Als Oberamtmann war er eine gar wichtige Persönlichkeit. Er hatte von den Bauern die Steuern einzutreiben, er hatte für Recht und Ordnung zu sorgen, er verwaltete die herrschaftlichen Güter und hielt die Leute zum Robot an. Robot war eine Arbeitsleistung, die die Bauern umsonst für den Grundherrn leisten mußten.
Hatte er zuerst seinen Sitz auf Schloß Rastenberg, so kam er schließlich nach Niedernondorf, wo er seine Amtskanzlei (Herrschafts- und Gerichtskanzlei) im Schloß einrichtete. Am 3. Jänner 1849 starb er im Alter von 70 Jahren. Sein Grab befindet sich auf dem Friedhof zu Niedernondorf. Die Grabinschrift auf seinem Grabstein, die man allerdings nur mehr schlecht lesen kann, lautet: „Sein Leben war ein Kampf, der Kampf eines Gerechten mit der Gesinnungslosigkeit, dem Undank und dem Schlechten. Von Freunden hochgeliebt, von Feinden selbst geachtet.“
Oberamtmann Harold war ein gestrenger Herr. Die Bauern, die Landarbeiter und die wenigen Gewerbetreibenden. des Ortes hatten große Angst vor ihm. Am meisten fürchteten sie jedoch die Prügelstrafe, die der Oberamtmann wegen kleinster Vergehen oder wegen Steuerrückstände sofort zu verhängen pflegte.
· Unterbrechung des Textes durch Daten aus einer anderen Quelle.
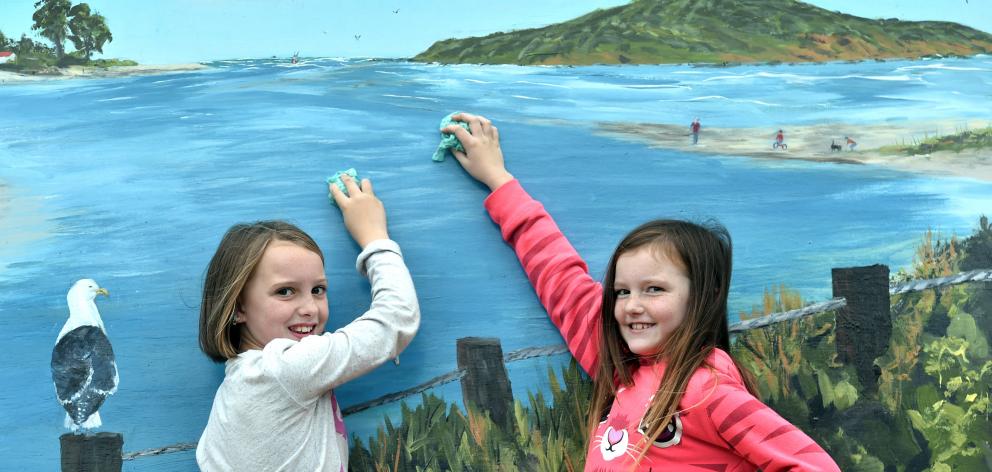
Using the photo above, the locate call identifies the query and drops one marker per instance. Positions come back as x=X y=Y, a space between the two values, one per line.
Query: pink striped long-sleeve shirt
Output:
x=720 y=426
So passierte es fast täglich, daß man das Geschrei der Geprügelten im ganzen Dorfe hören konnte.
Eben war wieder ein Kleinbauer aus Niederwaltenreith zu dem hohen Herrn gekommen. Ärmlich, in grobleinernes Gewand gekleidet, den Hut in der Hand, so wartete er schon mehrere Stunden, daß ihn Oberamtmann Harold empfangen würde. Endlich kam einer der Kriegsknechte des Schlosses und sagte: „He, du, vorwärts, du sollst sofort zum Amtmann in die Kanzlei kommen, er wartet schon auf dich!“
Zitternd vor Angst eilte der Mann in die Stube, wo der hohe Herr seines Amtes waltete. Dieser saß hinter einem mächtigen Eichentisch, der über und über mit Papieren und Urkunden bedeckt war.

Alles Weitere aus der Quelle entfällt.